Published online Jan 27, 2018. doi: 10.4254/wjh.v10.i1.34
Peer-review started: October 24, 2017
First decision: November 23, 2017
Revised: December 6, 2017
Accepted: December 13, 2017
Article in press: December 13, 2017
Published online: January 27, 2018
Hepatic steatosis is increasingly recognized in patients with cystic fibrosis (CF) on imaging. Patients often do not demonstrate associated laboratory abnormalities or abnormal physical findings. Whether hepatic steatosis represents a manifestation of classic CF liver disease is unknown. The risk factors for such a manifestation are also unknown.
To describe the clinical characteristics of CF patients with hepatic steatosis and to describe risk factors for the condition as compared to patients with hepatic steatosis.

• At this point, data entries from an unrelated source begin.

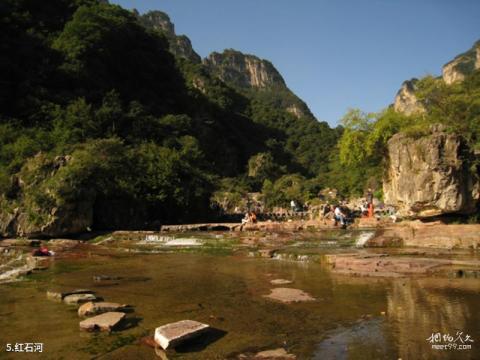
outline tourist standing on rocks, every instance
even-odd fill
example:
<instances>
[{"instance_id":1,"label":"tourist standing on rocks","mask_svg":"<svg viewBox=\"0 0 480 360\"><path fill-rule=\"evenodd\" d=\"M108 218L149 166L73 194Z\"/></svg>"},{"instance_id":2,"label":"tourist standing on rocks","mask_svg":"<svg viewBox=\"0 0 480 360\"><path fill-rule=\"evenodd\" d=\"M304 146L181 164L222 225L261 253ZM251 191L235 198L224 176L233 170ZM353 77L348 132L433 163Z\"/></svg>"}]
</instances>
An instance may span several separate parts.
<instances>
[{"instance_id":1,"label":"tourist standing on rocks","mask_svg":"<svg viewBox=\"0 0 480 360\"><path fill-rule=\"evenodd\" d=\"M368 208L368 217L373 217L373 191L372 189L368 189L367 191L367 208Z\"/></svg>"},{"instance_id":2,"label":"tourist standing on rocks","mask_svg":"<svg viewBox=\"0 0 480 360\"><path fill-rule=\"evenodd\" d=\"M340 208L339 205L337 205L335 207L335 211L333 213L334 213L334 218L333 219L334 219L335 226L337 226L338 222L340 222L340 224L342 224L342 228L346 228L347 227L347 216L342 211L342 209Z\"/></svg>"},{"instance_id":3,"label":"tourist standing on rocks","mask_svg":"<svg viewBox=\"0 0 480 360\"><path fill-rule=\"evenodd\" d=\"M297 204L295 203L295 200L290 201L290 207L292 208L293 212L297 211Z\"/></svg>"}]
</instances>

A retrospective cohort study compares cases with hepatic steatosis to controls.
Our study demonstrates that CF patients with hepatic steatosis demonstrate a higher body mass index (BMI) as well as improved pulmonary function reflected by higher forced expiratory volume as compared to normal controls. These findings indicate that patients with hepatic steatosis were relatively healthier and had an improved nutritional status as compared to controls.
To our knowledge, this study is the first retrospective study dedicated to characterizing hepatic steatosis in adults with CF. The authors found patients with hepatic steatosis to have a higher body mass index as well as better pulmonary function. The authors did not find any patients with frank liver disease. The findings indicate similarities to non-alcoholic fatty liver disease. Whether this finding evolves into cirrhosis will need to be determined with longer prospective studies.
CF patients with hepatic steatosis should be followed closely to determine the evolution of their disease. Caution should be exercised by providers since this lesion may exhibit similarity to non-alcoholic fatty liver disease which is now known to progress to cirrhosis in a sub-set of patients. Future, long-term prospective studies of CF patients with hepatic steatosis are needed to identify how frequently patients progress to cirrhosis.